On 21-Sep-07, at 2:34 PM, Yonik Seeley wrote:
On 9/21/07, Mike Klaas <[EMAIL PROTECTED]> wrote:
On 21-Sep-07, at 11:08 AM, Yonik Seeley wrote:
I wanted to take a step back for a second and think about if HTTP
was
really the right choice for the transport for distributed search.
I think the high-level approach in SOLR-303 is the right way to go
about it, but I'm unsure if HTTP is the right transport.
I don't know anything about RMI, but is it possible to do 100's of
simultaneous asynchronous requests cheaply?
Good question... probably only important for really big clusters (like
yours), but it would be nice.
Even if we go HTTP, I'm not sure it will be async at first - does
HTTPClient even support async?
I don't think so. In fact, I need to make a small admendment to my
original claim: the distribution code actually uses our internal rpc
(which is pure python), but the other end is a python client that
connects with solr via http (persistent, localhost connection). I
wrote it this way because it was easier, as our internal rpc library
already has functionality for spitting out requests to 100's of
clients and collecting the results asynchronously. I figured that
directly connecting to Solr via http would be cheaper, but perhaps it
wouldn't be.
Both the rpc and http levels use connection-pooled persistent
connections.
I assume when you say async that you mean getting rid of the
thread-per-connection via NIO. Some protocols do "async" by handing
off the request to another thread to wait on the response and then do
a callback to the original thread - this is async with respect to the
original calling thread, but still requires a thread-per-connection.

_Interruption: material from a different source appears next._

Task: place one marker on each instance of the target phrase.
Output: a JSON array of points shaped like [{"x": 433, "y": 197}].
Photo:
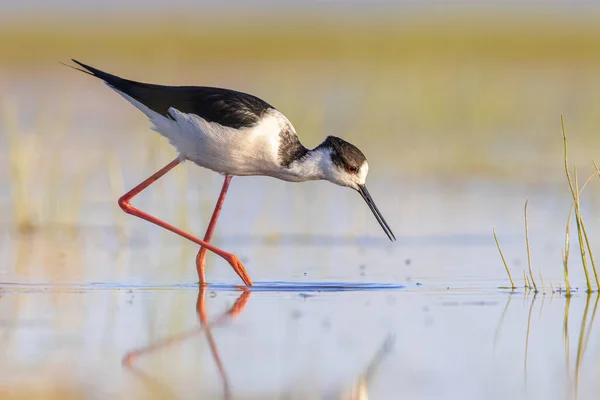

Right; this helps but doesn't scale too far.
Of course HTTP has some issues too - you effectively need a separate
connection per outstanding request. Pipelining won't work well
because things need to come back in-order. I'm not sure if RMI has
this limitation as well.
FWIW, our distributed search uses http over 120+ shards... and is
written in python.
That would be an awesome test case if you were able to use what Solr
is going to provide out-of-the-box. Any unusual requirements?
The biggest point of customization is that we run two Solrs in a
single webapp, one for querying and one for highlighting. The
highlighter Solr uses a set of custom parameters to determine the
docs to use (I imagine the current patch does something like this as
well). Splitting the content from the rest of the stored fields is a
huge win. There is also lots of custom deduplication and caching
logic, but this could be done as a post-processing step.
In case anything is thinking of building something this huge, I'll
mention that it is a bad idea to try to have a single point try to
manage so many shards. It is preferable to go hierarchical (could be
accomplished relatively easily if the query distributor could easily
query other query distributor nodes).
-Mike